Homo-Ehe in Österreich: Justizministerin enttäuscht Aktivisten

Enttäuschung herrscht bei Lesben- und Schwulenoganisationen einen Tag nach einem Runden Tisch, in dem Justizministerin Claudia Bandion-Ortner mit Vertretern der Community den Entwurf eines Lebenspartnerschaftsgesetzes für homosexelle Paare diskutierte.

Zwar hätte die Ministerin gerne eine Gesamtlösung, die Lebenspartner in sämtlichen Bereichen mit Ehepartnern gleichstellt. Um den angekündigten Termin 1. Jänner 2010 zu halten, gibt sie sich aber auch mit einer Minimallösung zufrieden. Das würde bedeuten, dass schwule und lesbische Lebenspartner zum Beispiel im Erb-, Steuer- oder Fremdenrecht als Fremde zueinander gelten.

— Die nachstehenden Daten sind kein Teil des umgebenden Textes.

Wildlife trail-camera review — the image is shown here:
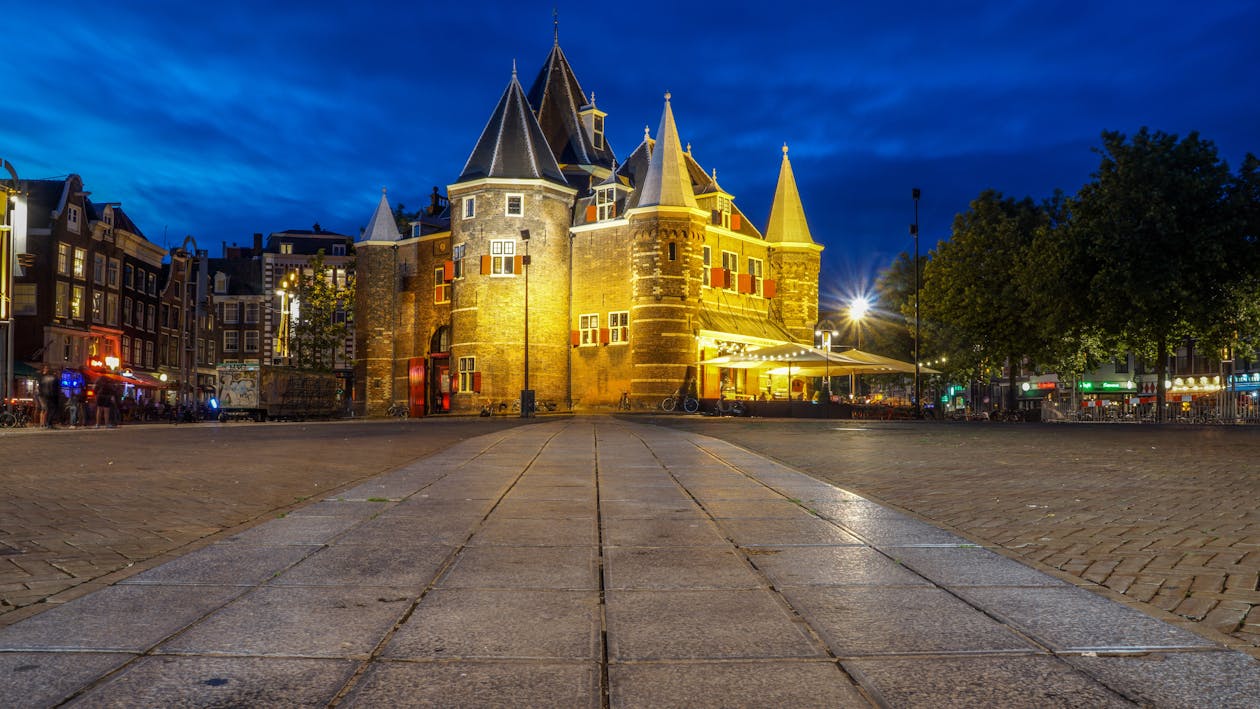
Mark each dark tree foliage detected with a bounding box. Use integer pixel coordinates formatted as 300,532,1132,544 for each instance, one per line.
920,190,1050,408
1072,128,1242,412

Helmut Graupner, Vorsitzender des Rechtskomitee Lambda, erneuernte seine Kritik, dass aus dem Entwurf das „schlechteste Partnerschaftsgesetz der Welt“ werden könnte. Und auch der Grüne Gemeinderat Marco Schreuder, der die Diskussion mittwitterte, konnte seine Enttäuschung nicht verbergen.

Auch für Peter Traschkowitsch, Vorsitzender der Initiative „Sozialdemokratie und Homosexualität“ (SoHo), ist der vorgelegte Entwurf zu wenig: „Die ersten zwar positiven aber zögerlichen Signale von Bandion-Ortner sind daher für uns aus heutiger Sicht noch eindeutig zu wenig“, meint er nach der Sitzung.